With the beginning of October comes the beginning of the fall season, when many Americans welcome colorful leaves, cooler temperatures, and "scarf weather." But despite the changing of seasons, hurricane season has not gone anywhere. This weekend, millions of people in the United States and Caribbean were forced to evacuate their homes and find shelter due to Hurricane Matthew — a Category 4 storm. The storm's damage was and continues to be devastating as the Hurricane Matthew death toll rises in the United States and the Caribbean.

Update: According to ABC News, as of Sunday evening, authorities have raised the U.S. death toll to 21, 1.7 million without power.

Hurricane Matthew first hit the Caribbean on Thursday, where it left incredible damage in its wake, according to CNN. The storm ripped the roofs off of homes, destroyed roads, and caused cities and villages to flood. Hurricane Matthew hit Haiti, the Bahamas, and parts of Cuba before making its way to the southeastern United States. Hurricane Matthew hit Florida first on Friday night and made its way up the coast throughout the weekend. Before it reached land, Florida, Georgia, and South Carolina governors urged their residents to evacuate to a place where the storm could not reach them.

"There is no reason not to leave," Florida Gov. Rick Scott said on Thursday. "Do not surf. Do not go to the beach. This storm will kill you." As clean up crews and first responders assess the damage caused by the hurricane, the death toll in the states as well as the Caribbean islands continue to rise astronomically, as both Scott and so many others predicted.

The Caribbean

Haitians walk the site ofdestroyed houses and debris left by Hurricane Matthew in Jeremie, Haiti, on October 8, 2016. The full scale of the devastation in hurricane-hit rural Haiti became clear Saturday as the death toll surged past 400, three days after Matthew leveled huge swaths of the country's south. / AFP / HECTOR RETAMAL (Photo credit should read HECTOR RETAMAL/AFP/Getty Images)

According to Al Jazeera, the current death total in Haiti is at least 877 people.
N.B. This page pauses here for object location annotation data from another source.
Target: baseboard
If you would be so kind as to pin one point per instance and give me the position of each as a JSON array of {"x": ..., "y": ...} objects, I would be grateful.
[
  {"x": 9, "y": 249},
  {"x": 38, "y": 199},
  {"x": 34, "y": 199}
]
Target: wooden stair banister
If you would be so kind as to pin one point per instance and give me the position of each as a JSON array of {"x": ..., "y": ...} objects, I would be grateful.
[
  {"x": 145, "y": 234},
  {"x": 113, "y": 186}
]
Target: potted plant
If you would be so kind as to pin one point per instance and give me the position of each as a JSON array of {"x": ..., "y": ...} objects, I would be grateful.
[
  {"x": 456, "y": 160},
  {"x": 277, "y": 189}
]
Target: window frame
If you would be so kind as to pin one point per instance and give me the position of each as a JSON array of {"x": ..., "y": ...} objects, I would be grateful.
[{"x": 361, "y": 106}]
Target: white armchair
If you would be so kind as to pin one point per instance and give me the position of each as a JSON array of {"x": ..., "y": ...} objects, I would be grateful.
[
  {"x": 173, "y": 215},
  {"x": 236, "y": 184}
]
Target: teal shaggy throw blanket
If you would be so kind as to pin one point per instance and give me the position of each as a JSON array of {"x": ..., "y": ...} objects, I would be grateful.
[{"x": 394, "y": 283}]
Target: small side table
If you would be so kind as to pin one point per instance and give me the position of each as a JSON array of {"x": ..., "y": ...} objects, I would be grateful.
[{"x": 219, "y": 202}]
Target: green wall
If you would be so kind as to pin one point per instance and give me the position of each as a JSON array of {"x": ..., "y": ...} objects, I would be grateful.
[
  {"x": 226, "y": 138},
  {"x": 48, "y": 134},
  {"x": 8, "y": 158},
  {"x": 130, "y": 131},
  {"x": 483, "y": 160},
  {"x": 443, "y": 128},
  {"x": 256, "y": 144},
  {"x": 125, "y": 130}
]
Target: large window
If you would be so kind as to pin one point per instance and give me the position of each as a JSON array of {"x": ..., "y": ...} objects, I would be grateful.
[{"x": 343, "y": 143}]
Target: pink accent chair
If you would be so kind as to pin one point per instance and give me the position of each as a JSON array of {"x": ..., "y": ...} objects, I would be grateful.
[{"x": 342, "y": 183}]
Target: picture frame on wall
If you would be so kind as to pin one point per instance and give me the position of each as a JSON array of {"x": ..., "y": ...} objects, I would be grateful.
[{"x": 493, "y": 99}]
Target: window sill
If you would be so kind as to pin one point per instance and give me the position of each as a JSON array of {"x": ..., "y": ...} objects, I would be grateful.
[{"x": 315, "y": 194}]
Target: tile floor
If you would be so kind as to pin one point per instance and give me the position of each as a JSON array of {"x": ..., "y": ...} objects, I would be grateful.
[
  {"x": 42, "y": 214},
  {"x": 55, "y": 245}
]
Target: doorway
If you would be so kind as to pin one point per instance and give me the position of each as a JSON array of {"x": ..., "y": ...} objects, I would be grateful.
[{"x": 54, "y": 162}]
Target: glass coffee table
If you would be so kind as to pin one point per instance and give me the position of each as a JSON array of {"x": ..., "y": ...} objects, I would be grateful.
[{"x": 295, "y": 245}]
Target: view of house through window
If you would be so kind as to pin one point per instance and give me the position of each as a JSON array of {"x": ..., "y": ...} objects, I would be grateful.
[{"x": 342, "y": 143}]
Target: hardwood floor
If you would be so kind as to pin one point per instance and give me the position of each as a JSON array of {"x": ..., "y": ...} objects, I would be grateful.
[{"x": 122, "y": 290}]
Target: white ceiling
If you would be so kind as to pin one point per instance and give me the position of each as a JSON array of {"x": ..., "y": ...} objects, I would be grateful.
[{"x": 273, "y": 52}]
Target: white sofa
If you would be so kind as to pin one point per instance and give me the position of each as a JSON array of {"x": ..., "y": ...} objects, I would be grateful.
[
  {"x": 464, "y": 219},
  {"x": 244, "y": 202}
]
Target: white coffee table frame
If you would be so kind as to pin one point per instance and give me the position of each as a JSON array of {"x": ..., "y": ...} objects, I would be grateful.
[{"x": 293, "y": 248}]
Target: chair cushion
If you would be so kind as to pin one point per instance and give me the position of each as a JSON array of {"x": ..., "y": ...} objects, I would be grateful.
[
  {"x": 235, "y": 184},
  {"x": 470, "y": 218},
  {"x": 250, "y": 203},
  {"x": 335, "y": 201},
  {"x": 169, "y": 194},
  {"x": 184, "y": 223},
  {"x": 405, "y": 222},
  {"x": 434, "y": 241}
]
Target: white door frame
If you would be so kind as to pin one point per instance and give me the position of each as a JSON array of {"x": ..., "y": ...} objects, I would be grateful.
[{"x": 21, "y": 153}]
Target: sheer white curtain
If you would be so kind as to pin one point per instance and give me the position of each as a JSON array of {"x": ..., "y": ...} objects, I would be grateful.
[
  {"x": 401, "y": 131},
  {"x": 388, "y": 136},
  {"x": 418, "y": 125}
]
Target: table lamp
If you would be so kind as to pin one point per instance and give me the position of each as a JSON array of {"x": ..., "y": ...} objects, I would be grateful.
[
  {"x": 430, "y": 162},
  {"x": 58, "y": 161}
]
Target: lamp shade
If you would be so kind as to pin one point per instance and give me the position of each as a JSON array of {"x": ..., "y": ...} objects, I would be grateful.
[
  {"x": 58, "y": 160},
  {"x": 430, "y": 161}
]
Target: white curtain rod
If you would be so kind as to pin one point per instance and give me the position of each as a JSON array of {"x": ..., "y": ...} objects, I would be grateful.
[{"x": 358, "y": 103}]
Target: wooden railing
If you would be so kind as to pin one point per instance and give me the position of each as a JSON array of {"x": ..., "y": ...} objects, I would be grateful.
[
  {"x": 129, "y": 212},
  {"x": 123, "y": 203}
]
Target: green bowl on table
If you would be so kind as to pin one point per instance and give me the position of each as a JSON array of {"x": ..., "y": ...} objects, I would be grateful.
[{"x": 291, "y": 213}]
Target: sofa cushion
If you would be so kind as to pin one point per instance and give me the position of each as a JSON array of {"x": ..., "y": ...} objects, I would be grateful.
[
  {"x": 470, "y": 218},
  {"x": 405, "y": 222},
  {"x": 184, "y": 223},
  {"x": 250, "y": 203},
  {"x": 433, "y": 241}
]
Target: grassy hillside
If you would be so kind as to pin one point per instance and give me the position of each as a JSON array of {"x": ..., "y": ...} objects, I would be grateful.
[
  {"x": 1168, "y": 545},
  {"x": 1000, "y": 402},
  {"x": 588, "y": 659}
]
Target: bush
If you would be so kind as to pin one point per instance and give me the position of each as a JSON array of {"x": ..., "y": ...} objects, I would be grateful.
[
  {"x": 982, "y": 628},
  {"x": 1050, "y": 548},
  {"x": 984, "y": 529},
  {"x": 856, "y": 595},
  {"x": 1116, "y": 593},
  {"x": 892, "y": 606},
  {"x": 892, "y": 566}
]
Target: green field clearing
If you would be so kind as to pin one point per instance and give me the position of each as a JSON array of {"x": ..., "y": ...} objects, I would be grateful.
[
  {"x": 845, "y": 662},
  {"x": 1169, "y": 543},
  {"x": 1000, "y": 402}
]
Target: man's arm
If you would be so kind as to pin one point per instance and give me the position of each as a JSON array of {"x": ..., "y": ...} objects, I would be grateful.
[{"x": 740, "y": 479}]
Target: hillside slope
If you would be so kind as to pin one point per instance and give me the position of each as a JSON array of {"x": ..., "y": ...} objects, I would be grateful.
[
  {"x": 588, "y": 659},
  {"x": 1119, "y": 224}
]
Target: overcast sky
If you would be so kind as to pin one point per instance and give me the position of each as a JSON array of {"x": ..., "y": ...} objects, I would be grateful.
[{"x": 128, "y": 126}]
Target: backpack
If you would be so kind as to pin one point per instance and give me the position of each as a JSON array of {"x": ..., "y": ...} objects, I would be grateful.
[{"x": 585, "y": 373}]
However, CNN reports an official death total of "at least 336 people."

"We do not know the exact number; We cannot find all the people," Haitian Senator Herve Fourcand told CNN. But the death toll is expected to rise, as more people in rural villages are being treated for broken bones and injuries related to the hurricane. According to Al Jazeera, at least seven people have died of cholera, which is caused by drinking water becoming contaminated with sewage. CNN reporters noted that the hurricane flattened homes and "cut off parts of the island" in Haiti, and is the country's "worst humanitarian crisis" since the 2010 earthquake.

In other parts of the Caribbean, the Dominican Republic reported that four people died due to the storm. Another teenage boy died in St. Vincent and the Grenadines, and one person died in Columbia. There were no reported injuries in the Bahamas as of Friday night and no reported deaths in Cuba as of Thursday. However, this numbers are all subject to change as authorities assess the damage and locate missing people.

The United States

Brian Blanco/Getty Images News/Getty Images
CHARLESTON, SC - OCTOBER 8: A resident emerges from his home to inspect the flooding near White Point Gardens in the wake of Hurricane Matthew on October 8, 2016 in Charleston, South Carolina. Across the Southeast, Over 1.4 million people have lost power due to Hurricane Matthew which has been downgraded to a category 1 hurricane on Saturday morning. (Photo by Brian Blanco/Getty Images)

Hurricane Matthew's landfall in the United States resulted in record-breaking flooding. According to ABC News, 19 people have died in the United States from the hurricane. Eight people died in North Carolina, along with four in Georgia, six in Florida, and one in South Carolina. The hurricane took down hundreds of trees and power lines as well, forcing roads to close and travel to become limited. Even now, after the storm has passed, people are still helpless because of the devastation left in its wake. According to ABC News, over 2.2 million people are still without power in the southeast and standing water remains in homes.

As of Sunday, Hurricane Matthew has been reduced to a tropical storm and is expected to only bring rain as it moves further out to sea. However, the destruction it has caused has left a lasting impact on those in the Caribbean and the southeastern United States — and at least for the time being, putting the pieces back together will likely take a mammoth effort.